I am asking the question wih all honesty: Don't you think that the level of Snake Oil products in Audio is unusually high? maybe higher than other hobbies?

Well, I think we all can say that Snake Oil products in audio is nowhere near out of control as food :)
So in general context of fakes and snake oil, audio is not too bad.
Cheers
Orb
 
Well, I think we all can say that Snake Oil products in audio is nowhere near out of control as food :)
So in general context of fakes and snake oil, audio is not too bad.
Cheers
Orb

That puts the audio industry on a par with the second best one-legged quarterback in all of Wyoming.

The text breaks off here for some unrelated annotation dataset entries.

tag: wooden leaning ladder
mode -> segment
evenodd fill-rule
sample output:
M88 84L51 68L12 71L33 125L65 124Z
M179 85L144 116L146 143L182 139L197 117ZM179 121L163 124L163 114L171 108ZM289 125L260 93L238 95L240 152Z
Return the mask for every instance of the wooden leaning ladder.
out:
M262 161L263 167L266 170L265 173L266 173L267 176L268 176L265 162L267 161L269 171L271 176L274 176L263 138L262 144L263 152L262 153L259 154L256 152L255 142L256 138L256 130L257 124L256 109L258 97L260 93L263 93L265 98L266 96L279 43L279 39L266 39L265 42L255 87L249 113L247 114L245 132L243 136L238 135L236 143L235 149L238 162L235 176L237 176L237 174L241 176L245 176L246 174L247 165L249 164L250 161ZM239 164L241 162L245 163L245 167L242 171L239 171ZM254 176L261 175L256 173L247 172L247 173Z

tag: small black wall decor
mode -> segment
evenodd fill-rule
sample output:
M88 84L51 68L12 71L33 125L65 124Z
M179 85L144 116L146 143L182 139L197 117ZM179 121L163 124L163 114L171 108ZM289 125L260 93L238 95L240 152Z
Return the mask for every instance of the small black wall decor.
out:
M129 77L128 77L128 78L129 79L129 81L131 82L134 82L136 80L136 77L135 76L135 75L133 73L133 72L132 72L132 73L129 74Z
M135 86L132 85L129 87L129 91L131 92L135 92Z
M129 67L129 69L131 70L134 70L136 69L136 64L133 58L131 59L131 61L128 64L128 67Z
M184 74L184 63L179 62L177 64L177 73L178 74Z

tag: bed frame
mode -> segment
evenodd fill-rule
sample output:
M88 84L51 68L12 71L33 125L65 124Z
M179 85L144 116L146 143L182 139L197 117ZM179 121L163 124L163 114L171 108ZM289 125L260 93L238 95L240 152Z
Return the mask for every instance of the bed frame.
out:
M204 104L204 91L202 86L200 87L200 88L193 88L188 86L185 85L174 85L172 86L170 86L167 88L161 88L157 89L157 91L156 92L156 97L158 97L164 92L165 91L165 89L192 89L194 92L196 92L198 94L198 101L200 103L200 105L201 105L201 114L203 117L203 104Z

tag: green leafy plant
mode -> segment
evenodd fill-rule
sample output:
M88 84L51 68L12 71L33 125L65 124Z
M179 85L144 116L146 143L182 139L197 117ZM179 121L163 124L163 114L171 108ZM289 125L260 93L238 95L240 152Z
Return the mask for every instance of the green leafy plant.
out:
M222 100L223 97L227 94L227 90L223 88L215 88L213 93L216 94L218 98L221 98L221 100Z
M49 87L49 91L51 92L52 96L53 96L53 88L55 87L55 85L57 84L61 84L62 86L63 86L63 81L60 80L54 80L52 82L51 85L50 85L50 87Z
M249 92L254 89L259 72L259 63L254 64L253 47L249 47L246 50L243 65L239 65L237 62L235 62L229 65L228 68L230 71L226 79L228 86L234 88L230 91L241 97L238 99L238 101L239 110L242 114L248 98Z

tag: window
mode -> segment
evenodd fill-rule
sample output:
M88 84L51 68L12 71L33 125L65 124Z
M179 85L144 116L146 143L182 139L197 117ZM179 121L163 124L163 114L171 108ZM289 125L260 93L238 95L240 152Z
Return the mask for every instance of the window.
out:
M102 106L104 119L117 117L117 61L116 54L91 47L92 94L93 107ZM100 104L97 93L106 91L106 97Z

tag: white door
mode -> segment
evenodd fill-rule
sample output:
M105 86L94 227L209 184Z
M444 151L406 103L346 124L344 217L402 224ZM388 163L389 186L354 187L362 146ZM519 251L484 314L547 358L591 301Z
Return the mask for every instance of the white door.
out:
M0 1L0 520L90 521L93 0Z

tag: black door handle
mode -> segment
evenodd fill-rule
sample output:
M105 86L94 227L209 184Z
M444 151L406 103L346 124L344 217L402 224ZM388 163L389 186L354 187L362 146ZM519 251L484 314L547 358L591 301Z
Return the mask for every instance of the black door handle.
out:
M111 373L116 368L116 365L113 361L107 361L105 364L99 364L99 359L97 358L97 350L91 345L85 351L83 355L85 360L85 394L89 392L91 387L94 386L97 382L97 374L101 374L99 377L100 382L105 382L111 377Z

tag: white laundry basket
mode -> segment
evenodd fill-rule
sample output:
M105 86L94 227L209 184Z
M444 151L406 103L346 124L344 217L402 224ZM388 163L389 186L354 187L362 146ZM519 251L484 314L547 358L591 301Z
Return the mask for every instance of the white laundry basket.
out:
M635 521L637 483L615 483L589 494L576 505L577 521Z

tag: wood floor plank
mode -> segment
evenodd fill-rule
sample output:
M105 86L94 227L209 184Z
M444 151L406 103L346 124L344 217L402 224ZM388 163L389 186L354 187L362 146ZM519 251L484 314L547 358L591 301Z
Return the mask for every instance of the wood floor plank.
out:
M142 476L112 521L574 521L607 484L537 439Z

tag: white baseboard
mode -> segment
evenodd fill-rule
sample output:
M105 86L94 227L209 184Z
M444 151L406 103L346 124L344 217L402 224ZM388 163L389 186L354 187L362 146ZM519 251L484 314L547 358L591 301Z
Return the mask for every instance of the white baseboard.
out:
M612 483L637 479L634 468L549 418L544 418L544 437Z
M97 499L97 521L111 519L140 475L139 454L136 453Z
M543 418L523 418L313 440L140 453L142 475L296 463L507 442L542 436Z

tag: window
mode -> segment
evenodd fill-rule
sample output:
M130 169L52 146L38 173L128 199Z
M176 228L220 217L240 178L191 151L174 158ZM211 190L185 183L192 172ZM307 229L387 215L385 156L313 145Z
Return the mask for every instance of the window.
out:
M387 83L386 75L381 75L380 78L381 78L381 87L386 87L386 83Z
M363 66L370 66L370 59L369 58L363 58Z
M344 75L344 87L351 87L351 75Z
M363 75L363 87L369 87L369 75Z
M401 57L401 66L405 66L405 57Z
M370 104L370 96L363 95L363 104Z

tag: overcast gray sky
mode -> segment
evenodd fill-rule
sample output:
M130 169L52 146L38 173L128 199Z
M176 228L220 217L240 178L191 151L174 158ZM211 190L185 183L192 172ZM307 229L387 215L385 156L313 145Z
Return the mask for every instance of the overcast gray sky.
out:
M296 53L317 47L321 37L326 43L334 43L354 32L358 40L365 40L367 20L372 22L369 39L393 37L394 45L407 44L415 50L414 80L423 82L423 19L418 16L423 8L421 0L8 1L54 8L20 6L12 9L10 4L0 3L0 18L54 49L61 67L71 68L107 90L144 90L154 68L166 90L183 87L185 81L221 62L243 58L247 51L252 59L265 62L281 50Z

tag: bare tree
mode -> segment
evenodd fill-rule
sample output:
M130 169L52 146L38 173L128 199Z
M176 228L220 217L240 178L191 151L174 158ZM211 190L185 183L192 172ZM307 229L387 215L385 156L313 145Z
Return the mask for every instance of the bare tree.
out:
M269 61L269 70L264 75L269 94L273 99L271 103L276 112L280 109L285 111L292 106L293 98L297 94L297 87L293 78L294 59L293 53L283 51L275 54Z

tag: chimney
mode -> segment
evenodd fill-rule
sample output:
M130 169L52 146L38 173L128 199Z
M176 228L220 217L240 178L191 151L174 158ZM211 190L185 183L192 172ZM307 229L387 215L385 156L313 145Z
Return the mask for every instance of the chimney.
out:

I'd have to say that if I were going to set myself up as a scam artist, I'd choose a better 'patch' than audio. OK, so there is the unfortunate instance that no matter how far from the straight-and-narrow you go in audio, you'll always find someone more crazy than you. You'll also get a group of supporters and followers. But in some respects, that subset of complete and utter nutcases is no larger and smaller than in any population - how many people worldwide began a sentence with "Well, as a Virgo..." or "Speaking as a Sagittarian..." today, and meant it?

The fact remains however that in audio you are dealing with a relatively small pool of people. Scams seem to work best if you can take a lot of people for a small amount of money, a small amount of people for a lot of money or a lot of people for a lot of money. Trying to take few people for an OK amount of money is not really the sort of returns a wannabe Ponzi or a Madoff dreams of.

While I am sure there have been, are and always will be those who try to scam people in audio, there is also a lot of sincere belief in the veracity of a company's product by the designers, no matter how abjectly insane that product might appear.

I guess it all harks back to the fundamental continuum in audio today. I'm pretty sure he wasn't the first person to coin the phrase, but Floyd-Toole's description of audio as, "science in the service of art" fits well. Unfortunately, audio has become so polarized of late that one group of people see that quote as, "SCIENCE mf btf fnuedft pf fpf", while the other group read it as, "ffubpth mf btf fnuedft pf ART". One extreme is too arid to survive in the wild, the other too impractical. The pragmatic, real-world response is somewhere between those two polar opposites, and where that 'somewhere' is depends from person to person and from country to country. It's a fluid thing too, changing with each year.
 
Sure, though I imagine Noel Lee of Monster is pretty darn wealthy.

--Ethan


So Noel Lee is a scam artist? Is that permissible to accuse a manufacturer of being a scam artist on WBF? Aren't there tens of thousands of happy owners of Monster Cable products or are his customers lining up to take him to court?